10/10/2014

La jeune Pakistanaise, réfugiée en Grande-Bretagne après avoir frôlé la mort dans un attentat taliban, ne cesse de défendre le droit à l'éducation pour tous, filles et garçons.

La jeune Malala lors d'une conférence JUSTIN TALLIS/AFPLa jeune Malala lors d'une conférence JUSTIN TALLIS/AFP

Cible des talibans

Long voile traditionnel tombant sur ses cheveux bruns foncés, joues rondes et teint hâlé, regard franc et lumineux, voix flûtée, Malala a vu sa vie basculer il y a deux ans, le 9 octobre 2012, à Mingora, capitale de sa vallée natale de Swat, joyau naturel du nord-ouest pakistanais.
Ce jour-là, deux tueurs talibans font irruption à l'arrière du petit bus qui la ramène de l'école. Après avoir demandé laquelle des jeunes filles présentes était Malala, le premier lui tire une balle dans la tête à bout portant. Le projectile ricoche sur le coin gauche du crâne et ressort par la nuque. Dans le coma, entre la vie et la mort, l'adolescente est évacuée dans un hôpital de Birmingham, en Angleterre, où elle reprend conscience six jours plus tard.
L'autobiographie de Malala"Où étais-je ? Qui m'avait amenée ? Où étaient mes parents ? Mon père était-il encore en vie ? J'étais terrifiée. La seule chose que je savais c'est qu'Allah m'avait bénie en m'accordant une nouvelle vie", raconte l'adolescente dans son autobiographie, "Moi, Malala" (Calmann-Levy, 2013), best seller publié dans plus de cinq langues. L'adolescente s'en sort. Un miracle. 

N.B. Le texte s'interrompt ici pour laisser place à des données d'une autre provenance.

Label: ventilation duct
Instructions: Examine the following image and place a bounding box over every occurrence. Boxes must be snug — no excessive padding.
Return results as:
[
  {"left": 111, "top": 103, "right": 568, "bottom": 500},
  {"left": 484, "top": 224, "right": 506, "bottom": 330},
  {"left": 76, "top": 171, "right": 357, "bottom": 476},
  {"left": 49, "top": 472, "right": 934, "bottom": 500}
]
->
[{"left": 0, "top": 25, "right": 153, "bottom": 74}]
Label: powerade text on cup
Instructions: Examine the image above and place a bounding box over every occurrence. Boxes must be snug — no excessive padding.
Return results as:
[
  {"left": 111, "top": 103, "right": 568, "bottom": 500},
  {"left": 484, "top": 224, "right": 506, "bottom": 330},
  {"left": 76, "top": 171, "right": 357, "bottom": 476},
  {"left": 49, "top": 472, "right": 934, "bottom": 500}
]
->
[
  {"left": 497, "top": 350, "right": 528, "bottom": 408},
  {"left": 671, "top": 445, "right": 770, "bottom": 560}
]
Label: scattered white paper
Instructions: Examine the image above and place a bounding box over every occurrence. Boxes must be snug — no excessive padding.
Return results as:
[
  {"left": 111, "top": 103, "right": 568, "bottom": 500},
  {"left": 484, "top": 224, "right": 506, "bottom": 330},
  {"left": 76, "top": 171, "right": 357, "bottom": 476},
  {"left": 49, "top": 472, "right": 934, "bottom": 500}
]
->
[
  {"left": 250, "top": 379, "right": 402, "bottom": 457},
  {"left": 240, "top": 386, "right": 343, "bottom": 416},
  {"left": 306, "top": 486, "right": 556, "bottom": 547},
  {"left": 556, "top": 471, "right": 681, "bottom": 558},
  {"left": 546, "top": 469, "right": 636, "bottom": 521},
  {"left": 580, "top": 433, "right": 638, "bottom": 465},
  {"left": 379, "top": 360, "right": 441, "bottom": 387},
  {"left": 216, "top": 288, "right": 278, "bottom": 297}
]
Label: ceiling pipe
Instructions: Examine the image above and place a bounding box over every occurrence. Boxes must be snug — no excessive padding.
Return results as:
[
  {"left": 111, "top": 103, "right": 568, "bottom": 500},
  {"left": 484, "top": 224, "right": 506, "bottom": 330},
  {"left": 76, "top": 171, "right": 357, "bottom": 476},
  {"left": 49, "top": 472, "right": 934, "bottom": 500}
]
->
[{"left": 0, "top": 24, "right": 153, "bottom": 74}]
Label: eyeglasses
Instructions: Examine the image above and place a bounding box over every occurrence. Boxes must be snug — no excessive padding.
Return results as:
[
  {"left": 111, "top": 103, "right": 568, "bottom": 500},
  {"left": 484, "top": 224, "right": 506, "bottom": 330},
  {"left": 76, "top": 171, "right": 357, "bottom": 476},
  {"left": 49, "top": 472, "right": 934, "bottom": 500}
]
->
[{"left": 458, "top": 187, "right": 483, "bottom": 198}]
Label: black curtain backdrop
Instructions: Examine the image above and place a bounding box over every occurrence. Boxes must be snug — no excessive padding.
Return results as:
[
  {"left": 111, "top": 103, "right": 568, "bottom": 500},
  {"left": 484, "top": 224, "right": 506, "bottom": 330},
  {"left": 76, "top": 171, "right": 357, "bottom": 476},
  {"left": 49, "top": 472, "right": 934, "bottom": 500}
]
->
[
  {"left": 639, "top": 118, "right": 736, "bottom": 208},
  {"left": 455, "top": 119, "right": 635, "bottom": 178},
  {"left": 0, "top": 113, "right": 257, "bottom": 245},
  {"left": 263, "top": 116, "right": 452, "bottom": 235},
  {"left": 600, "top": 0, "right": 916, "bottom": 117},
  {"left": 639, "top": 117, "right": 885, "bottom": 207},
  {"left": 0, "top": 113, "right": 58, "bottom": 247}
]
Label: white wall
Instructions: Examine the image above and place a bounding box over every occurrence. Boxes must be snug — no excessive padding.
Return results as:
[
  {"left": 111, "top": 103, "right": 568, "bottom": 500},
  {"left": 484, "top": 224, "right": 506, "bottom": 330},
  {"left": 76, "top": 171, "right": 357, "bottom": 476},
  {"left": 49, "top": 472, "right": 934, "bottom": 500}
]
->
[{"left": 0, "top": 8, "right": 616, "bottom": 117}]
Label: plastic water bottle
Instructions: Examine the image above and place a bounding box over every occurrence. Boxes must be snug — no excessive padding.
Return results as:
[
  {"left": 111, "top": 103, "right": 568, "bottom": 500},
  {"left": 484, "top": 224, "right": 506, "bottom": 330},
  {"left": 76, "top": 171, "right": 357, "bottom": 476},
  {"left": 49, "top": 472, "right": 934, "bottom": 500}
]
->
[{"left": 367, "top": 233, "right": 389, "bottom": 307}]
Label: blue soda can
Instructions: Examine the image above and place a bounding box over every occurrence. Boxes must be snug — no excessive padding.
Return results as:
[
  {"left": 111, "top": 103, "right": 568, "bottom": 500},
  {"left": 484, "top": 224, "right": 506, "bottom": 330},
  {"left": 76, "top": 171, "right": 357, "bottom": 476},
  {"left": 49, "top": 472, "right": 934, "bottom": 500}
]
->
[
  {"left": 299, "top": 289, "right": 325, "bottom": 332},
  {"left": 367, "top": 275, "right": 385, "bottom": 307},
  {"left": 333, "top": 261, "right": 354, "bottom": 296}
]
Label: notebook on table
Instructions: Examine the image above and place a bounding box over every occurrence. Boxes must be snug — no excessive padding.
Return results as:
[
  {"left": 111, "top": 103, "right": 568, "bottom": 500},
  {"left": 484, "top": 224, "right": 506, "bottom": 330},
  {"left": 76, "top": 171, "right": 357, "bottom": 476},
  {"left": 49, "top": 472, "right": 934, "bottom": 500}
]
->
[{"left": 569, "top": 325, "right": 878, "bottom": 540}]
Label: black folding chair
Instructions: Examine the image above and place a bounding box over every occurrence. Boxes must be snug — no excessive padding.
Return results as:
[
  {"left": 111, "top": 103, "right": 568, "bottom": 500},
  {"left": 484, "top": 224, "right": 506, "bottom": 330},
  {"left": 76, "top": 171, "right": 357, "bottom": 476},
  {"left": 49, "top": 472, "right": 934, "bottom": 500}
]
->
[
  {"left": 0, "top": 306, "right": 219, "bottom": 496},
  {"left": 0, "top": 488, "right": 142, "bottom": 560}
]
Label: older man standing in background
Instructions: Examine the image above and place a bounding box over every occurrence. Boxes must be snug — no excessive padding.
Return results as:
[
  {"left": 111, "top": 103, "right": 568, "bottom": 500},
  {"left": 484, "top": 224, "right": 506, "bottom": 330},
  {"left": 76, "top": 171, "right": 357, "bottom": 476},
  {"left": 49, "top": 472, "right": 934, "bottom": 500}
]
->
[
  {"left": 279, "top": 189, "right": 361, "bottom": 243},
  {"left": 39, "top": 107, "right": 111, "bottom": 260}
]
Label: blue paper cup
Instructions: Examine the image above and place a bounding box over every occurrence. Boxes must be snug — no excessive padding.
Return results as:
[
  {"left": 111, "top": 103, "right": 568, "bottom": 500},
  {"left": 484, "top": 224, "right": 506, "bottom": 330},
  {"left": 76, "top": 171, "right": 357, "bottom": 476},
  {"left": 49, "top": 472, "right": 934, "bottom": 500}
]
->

Symbole de la lutte contre l'obscurantisme taliban

Son histoire a bouleversé une partie de l'opinion publique. Depuis cinq ans, la plus jeune femme jamais nobélisée a fait de l'école pour tous – filles et garçons – son combat. Dans son livre, comme elle l'avait fait dès 2009 sous pseudonyme sur le blog en ourdou de la BBC "Journal d'une écolière pakistanaise", Malala Yousafzaï témoigne de l'emprise de talibans dans sa vallée pakistanaise. Elle y évoque notamment les flagellations publiques, la destruction des écoles pour filles, l'interdiction de la télévision, de la danse et de la musique.
Jusqu'à la décision de sa famille de fuir en 2009, comme un million d'autres personnes, alors que des combats font rage entre talibans et troupes pakistanaises. 
Réfugiée en Grande-Bretagne où elle a pu être soignée après l'attentat et retrouver une vie normale, Malala tente de retrouver une vie normale. Mais elle continue d'attribuer à son existence une mission particulière :
J'ai été épargnée pour une raison, celle d'utiliser ma vie pour aider les gens", écrit-elle dans son autobiographie.
Son plaidoyer à la tribune de l'ONU en faveur de l'accès à l'éducation pour les filles le 12 juillet 2013 marque une fois encore les esprits. Elle y déclare que "les extrémismes ont peur des livres et des stylos. Le pouvoir de l'éducation les effraie". Son discours est salué par une standing ovation de l'Assemblée. 

Une ado normale

A Birmingham, les difficultés ne sont pas absentes. Malala raconte dans son ouvrage souffrir du mal du pays et avoir du mal à s'adapter à la vie britannique. Les jeunes Anglaises qui sortent le soir légèrement vêtues, les garçons qui sympathisent ouvertement avec les filles dans les cafés... Tout cela n'avait encore rien de naturel pour la jeune Pakistanaise il y a un an. Mais force est de reconnaître les avantages : "Je vois des femmes qui occupent des emplois que nous ne pouvions pas imaginer à Swat", s'enthousiasme-t-elle. 
Un an avant de recevoir le Nobel, Malala Yousafzaï recevait le Prix Sakharov pour la liberté de pensée, remis par le Parlement européen. Au micro de France Inter, elle traçait ainsi son avenir : "Je deviendrai Premier ministre du Pakistan et j'œuvrerai à l'éducation de chaque enfant". Son héroïne s'appelle Benazir Bhutto, ancienne Premier ministre pakistanaise. L'histoire de Malala ne fait que commencer.